To probe the feelings of the settlers on the day that
the Israeli minister of foreign affairs, Shimon Peres, and the Palestinian
leader Yasser Arafat in Taba should have broken the deadlock in the negotiations on autonomy for Hebron, I
and my Palestinian companion had a conversation with a settler at an
Israeli military post near Beit Hadassah. Before the man was able to explain why he doesn’t see
anything in the Israeli-Palestinian conversations in Taba, women came
screaming to the military post which is made of concrete blocks.

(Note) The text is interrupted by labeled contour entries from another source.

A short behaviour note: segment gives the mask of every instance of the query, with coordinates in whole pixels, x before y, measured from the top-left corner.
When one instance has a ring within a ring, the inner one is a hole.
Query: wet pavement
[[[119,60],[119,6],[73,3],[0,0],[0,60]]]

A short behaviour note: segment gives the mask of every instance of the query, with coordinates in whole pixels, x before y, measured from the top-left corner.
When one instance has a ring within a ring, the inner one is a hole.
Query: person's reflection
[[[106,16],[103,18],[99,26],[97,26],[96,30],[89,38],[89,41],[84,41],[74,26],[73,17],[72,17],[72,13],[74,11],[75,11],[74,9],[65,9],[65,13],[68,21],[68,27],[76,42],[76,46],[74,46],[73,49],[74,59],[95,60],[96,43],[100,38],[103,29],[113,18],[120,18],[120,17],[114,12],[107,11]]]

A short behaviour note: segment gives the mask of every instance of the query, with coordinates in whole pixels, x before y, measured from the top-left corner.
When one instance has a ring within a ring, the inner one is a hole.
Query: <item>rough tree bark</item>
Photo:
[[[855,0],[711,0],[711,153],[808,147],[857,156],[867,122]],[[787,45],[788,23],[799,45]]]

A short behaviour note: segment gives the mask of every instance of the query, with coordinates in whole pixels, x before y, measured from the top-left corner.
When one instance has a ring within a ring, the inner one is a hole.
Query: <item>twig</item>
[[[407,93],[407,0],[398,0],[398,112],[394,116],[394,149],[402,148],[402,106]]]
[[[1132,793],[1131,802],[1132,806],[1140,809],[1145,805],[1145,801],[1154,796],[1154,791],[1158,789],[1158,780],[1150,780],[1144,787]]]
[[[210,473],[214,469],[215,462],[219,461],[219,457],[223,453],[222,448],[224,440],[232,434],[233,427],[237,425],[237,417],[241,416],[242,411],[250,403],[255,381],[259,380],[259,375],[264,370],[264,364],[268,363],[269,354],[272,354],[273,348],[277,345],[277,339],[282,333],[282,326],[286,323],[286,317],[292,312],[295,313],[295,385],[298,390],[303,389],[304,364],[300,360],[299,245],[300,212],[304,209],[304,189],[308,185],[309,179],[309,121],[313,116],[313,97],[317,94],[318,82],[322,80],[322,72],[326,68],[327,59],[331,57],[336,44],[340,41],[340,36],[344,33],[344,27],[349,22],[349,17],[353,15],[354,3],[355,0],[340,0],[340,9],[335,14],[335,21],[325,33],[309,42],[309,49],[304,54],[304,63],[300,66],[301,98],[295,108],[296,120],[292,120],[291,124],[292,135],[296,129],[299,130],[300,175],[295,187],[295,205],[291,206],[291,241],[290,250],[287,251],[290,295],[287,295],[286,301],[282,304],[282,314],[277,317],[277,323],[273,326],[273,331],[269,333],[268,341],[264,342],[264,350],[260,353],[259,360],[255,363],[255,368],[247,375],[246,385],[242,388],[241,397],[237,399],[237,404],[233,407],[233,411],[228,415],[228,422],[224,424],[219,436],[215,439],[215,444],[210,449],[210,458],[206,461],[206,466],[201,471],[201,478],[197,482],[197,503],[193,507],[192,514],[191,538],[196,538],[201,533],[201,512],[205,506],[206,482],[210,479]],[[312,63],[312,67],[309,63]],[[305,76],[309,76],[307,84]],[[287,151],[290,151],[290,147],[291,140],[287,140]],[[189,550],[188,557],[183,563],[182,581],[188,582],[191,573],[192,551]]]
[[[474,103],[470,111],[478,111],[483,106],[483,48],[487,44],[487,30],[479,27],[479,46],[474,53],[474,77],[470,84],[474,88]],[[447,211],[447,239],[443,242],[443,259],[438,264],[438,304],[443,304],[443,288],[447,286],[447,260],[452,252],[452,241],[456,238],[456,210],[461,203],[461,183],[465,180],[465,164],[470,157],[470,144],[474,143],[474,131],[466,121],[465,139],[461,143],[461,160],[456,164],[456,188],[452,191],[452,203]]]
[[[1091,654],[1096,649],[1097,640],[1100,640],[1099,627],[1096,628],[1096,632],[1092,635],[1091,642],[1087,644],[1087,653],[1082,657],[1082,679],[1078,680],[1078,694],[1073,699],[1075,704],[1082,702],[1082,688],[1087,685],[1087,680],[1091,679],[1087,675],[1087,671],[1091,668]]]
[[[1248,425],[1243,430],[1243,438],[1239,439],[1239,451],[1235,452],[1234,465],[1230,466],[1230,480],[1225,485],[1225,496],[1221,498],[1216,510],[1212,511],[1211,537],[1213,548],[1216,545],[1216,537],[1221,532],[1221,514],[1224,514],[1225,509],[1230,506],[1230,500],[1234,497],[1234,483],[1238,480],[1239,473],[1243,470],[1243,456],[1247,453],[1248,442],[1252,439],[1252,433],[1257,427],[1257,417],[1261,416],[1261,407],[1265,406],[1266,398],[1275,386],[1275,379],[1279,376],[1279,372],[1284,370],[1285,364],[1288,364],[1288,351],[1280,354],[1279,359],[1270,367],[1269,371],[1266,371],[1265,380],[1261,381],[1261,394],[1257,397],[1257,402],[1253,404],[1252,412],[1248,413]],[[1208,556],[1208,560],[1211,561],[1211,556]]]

“Don’t speak with that journalist!” After that the anger directs
itself to the Palestinian woman. “Move on”, says a soldier at the
post. “This becomes a riot. You actually should not be here”. Later it
turned out that the area had been declared closed territory by the
military authorities. Diagonally opposite Beit Hadassah is the Kurtuba
school, an elementary school for Palestinian girls where last week
occurred rather serious incidents, when women from Beit Hadassah tried
there to pull down the Palestinian flag and intruded violently the school
building. Shortly after we entered the room of the manager of the school,
the substitute military governor of Hebron let us know by phone that we
had to get out immediately. If we did not obey this order, then we
would be arrested. Kawther Salam, it was said, intended to pull up the
Palestinian flag on the school again. The substitute governor was aiming
obviously at this Palestinian journalist, after she had complained by him
by phone about the insults she had to deal with at Beit Hadassah. She had
no Palestinian flag hidden in her small white bag.
On suggestion of
the Israeli occupation authorities the
Palestinian flag doesn’t blow anymore at the front side of the school,
but on the terrace behind the room of the manager, after a high wall, out
of the sight of the settlers. “Since 1 September 1994 we have the right
to put out the Palestinian flag on all schools at the West Bank”, says
Rajid Ja’abari, director of the Department of Education in Hebron. “At
220 schools in the city the Palestinian flag blows. Only here we have
trouble, because the military administration surrenders to the settlers.”